= Baron of Bannockburn =

Barony in the Baronage of Scotland

Baron of Bannockburn is a title of nobility in the Baronage of Scotland located in the historical county of Stirlingshire.

The first barons of Bannockburn were from the Sandilands and Vere families, descendants of a man named James who around 1348 had been granted the territory of Sandilands, Lesmahagow Lanarkshire, taking the territorial name as his surname. He was also later granted the barony of Calder near Edinburgh. The link of the Sandilands to Bannockburn was established on 14 July 1489, when King James IV confirmed James Sandelands of Calder and his wife Margaret Kerr his wife in the lands of Bannockburn.

By 7 July 1509, James Calder had transferred Bannockburn to his son.
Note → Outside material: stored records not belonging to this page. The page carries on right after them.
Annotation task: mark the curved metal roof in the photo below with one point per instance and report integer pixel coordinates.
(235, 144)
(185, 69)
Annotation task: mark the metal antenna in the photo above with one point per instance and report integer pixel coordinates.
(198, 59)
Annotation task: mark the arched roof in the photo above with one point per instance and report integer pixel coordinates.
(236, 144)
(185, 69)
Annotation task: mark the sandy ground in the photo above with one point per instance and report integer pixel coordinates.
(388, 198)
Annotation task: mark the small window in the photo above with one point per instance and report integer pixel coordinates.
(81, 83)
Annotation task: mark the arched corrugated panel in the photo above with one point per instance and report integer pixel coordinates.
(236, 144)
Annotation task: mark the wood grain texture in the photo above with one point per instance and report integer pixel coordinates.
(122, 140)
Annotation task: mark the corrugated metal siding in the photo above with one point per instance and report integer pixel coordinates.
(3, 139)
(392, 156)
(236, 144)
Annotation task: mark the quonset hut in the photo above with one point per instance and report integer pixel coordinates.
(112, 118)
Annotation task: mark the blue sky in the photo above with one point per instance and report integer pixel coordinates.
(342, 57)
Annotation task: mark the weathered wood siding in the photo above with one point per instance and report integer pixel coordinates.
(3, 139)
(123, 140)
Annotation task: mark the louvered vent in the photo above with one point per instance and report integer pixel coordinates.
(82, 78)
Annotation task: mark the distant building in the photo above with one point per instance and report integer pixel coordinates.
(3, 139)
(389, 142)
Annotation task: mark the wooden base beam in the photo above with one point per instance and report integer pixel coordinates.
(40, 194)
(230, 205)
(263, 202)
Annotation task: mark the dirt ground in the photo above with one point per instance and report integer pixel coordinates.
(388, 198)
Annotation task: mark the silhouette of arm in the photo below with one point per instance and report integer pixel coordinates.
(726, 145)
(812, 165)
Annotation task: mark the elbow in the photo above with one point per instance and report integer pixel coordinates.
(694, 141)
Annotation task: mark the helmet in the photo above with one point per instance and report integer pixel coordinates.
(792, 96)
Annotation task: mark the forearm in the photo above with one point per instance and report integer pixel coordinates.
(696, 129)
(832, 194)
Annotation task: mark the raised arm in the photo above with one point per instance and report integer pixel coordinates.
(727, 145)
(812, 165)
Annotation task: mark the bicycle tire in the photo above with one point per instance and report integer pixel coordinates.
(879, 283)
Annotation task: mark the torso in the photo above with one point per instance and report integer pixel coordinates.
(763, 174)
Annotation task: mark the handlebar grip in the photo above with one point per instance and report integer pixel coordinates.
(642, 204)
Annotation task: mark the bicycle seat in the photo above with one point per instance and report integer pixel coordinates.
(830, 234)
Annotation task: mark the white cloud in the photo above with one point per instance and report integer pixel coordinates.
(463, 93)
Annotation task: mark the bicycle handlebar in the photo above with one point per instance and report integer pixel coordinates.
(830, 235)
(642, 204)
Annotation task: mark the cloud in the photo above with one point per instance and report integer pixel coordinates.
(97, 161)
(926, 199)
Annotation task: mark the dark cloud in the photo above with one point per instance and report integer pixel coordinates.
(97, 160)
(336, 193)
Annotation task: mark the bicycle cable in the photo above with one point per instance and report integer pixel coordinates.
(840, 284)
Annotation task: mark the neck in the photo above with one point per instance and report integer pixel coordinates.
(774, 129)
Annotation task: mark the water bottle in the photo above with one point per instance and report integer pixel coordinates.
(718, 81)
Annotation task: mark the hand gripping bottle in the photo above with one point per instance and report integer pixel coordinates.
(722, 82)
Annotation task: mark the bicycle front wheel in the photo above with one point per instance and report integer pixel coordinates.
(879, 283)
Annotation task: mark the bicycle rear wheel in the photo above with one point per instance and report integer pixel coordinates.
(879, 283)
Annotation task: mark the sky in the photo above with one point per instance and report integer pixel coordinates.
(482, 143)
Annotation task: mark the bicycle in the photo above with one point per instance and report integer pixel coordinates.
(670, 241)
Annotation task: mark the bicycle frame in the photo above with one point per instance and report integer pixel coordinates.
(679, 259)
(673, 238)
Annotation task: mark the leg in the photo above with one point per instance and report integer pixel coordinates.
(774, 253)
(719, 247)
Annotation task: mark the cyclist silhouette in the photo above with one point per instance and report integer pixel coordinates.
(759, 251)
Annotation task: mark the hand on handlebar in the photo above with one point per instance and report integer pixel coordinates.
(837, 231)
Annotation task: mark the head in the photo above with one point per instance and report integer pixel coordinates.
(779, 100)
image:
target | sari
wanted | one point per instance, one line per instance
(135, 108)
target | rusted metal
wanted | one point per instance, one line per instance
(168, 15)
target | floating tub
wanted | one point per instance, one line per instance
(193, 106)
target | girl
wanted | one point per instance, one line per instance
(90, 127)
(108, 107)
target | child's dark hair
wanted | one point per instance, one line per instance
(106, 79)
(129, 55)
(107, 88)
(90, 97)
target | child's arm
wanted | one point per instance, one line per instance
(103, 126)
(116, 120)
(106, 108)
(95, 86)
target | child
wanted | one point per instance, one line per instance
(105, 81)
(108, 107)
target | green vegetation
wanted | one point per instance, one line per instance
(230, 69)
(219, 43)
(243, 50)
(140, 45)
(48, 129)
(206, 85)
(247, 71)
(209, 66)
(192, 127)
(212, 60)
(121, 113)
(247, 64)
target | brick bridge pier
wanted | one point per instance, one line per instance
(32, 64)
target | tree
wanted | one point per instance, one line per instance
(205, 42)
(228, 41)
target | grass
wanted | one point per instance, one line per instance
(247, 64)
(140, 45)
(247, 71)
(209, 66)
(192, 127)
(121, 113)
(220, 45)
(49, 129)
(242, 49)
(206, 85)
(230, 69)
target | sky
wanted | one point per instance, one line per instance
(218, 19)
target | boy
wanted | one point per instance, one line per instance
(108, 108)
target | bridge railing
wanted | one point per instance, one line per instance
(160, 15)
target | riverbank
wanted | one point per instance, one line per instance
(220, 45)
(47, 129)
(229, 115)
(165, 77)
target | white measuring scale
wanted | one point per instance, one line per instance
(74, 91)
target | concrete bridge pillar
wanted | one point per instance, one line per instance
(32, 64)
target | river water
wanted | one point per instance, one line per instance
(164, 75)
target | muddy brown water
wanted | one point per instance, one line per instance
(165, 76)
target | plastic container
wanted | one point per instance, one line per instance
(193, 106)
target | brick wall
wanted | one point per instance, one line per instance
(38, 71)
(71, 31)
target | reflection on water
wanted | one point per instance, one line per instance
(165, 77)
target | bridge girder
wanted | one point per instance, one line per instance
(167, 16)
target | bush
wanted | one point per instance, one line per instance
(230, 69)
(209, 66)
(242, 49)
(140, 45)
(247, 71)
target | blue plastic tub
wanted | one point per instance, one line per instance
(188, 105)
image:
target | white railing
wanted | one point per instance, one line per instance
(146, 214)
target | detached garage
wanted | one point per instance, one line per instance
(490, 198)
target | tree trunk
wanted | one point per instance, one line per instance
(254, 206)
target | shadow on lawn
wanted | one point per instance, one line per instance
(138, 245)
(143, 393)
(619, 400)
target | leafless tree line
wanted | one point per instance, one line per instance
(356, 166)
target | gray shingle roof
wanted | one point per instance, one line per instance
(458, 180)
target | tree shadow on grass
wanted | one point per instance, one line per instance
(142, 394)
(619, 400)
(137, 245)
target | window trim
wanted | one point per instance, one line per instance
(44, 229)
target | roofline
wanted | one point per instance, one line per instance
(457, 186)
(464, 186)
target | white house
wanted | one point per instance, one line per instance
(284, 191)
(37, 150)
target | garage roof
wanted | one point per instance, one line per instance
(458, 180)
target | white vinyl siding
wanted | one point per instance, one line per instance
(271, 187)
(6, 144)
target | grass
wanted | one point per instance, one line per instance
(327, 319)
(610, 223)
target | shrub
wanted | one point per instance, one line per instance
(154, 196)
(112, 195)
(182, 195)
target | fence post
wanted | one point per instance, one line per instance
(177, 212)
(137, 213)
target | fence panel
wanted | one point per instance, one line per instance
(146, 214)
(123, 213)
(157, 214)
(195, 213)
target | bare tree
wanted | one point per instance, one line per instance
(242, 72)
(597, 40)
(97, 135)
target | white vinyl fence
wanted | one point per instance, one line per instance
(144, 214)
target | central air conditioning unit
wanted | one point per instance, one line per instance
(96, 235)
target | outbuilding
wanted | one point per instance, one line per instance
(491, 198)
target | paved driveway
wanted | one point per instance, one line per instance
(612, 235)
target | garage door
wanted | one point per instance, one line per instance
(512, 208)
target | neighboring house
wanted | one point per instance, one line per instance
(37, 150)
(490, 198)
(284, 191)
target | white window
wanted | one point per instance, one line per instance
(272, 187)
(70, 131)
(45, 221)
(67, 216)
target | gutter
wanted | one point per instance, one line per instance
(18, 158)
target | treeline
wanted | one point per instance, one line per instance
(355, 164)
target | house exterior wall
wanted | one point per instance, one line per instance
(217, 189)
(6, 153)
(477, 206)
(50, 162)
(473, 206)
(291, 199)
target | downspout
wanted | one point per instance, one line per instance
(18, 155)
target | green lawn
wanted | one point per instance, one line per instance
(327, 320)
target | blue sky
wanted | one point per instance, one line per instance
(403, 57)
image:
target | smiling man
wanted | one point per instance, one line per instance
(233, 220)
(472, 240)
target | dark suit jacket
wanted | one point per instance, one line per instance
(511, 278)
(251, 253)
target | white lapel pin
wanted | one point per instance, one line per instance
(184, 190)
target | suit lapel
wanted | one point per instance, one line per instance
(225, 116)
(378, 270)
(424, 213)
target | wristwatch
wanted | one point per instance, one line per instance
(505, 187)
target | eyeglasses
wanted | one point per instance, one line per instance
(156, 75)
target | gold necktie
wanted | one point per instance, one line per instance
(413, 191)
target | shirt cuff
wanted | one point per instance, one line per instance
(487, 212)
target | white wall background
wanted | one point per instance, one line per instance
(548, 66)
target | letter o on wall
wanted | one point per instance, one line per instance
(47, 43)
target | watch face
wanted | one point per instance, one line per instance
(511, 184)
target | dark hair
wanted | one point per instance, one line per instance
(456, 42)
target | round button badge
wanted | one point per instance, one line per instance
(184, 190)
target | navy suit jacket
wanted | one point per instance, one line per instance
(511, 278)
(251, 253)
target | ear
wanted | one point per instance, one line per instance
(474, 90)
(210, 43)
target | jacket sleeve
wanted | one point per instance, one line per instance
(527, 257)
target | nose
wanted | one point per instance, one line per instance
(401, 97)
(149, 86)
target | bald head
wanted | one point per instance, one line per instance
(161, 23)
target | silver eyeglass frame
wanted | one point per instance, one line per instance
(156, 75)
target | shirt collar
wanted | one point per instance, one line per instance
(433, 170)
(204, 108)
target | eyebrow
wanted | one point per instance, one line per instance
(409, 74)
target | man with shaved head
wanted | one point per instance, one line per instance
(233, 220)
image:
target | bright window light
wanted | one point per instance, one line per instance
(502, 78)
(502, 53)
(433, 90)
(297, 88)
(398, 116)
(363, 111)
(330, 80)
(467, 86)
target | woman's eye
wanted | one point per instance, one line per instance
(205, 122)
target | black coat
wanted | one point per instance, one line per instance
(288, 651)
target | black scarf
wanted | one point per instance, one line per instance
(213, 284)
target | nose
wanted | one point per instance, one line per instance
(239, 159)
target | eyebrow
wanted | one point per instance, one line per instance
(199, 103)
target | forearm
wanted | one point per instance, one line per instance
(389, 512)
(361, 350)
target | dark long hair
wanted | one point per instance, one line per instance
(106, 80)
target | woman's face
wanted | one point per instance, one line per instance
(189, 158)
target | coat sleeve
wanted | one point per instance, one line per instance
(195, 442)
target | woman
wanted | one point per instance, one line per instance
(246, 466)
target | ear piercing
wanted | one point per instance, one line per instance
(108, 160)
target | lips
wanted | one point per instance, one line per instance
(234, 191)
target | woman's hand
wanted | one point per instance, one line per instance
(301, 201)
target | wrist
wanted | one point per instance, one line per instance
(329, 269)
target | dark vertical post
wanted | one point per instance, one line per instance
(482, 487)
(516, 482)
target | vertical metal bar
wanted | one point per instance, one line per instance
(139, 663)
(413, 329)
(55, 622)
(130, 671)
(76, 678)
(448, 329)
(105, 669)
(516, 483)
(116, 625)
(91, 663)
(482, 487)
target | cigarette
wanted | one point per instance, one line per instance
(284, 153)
On that date, King James IV confirmed a charter by Sir James Sandelands of Calder granting various lands including the barony of Ouchterbannok alias Bannockburn to his son James Sandelands. On 23 August 1510, King James IV granted Sir James Sandelands of Caldour (nephew of Sir James Sandelands and his wife Mariota Forrester), various lands including the lands and barony of Bannockburn.

Robert De Vere, 6th Earl of Oxford accompanied Edward II. on his campaign which culminated in defeat by the victorious King Robert the Bruce at the Battle of Bannockburn on the 23rd and 24 June 1314.

It is by a quirk of fate that the barony of Bannockburn was granted to the Sandilands as they were close relatives to the senior Scottish branch of the Veres both in blood and territorial location their estates in Lanarkshire being contiguous.

The Veres of Lesmahagow and Calder whose vast estates in Lanarkshire in the early 14th century encompassed that of their near relatives and neighbours the Sandilands are today represented by their descendants the Hope Vere Anderson family of Lesmahagow, Lanarkshire and New Abbey, Dumfries and Galloway.

Hope Vere Anderson acquired the title in 2016.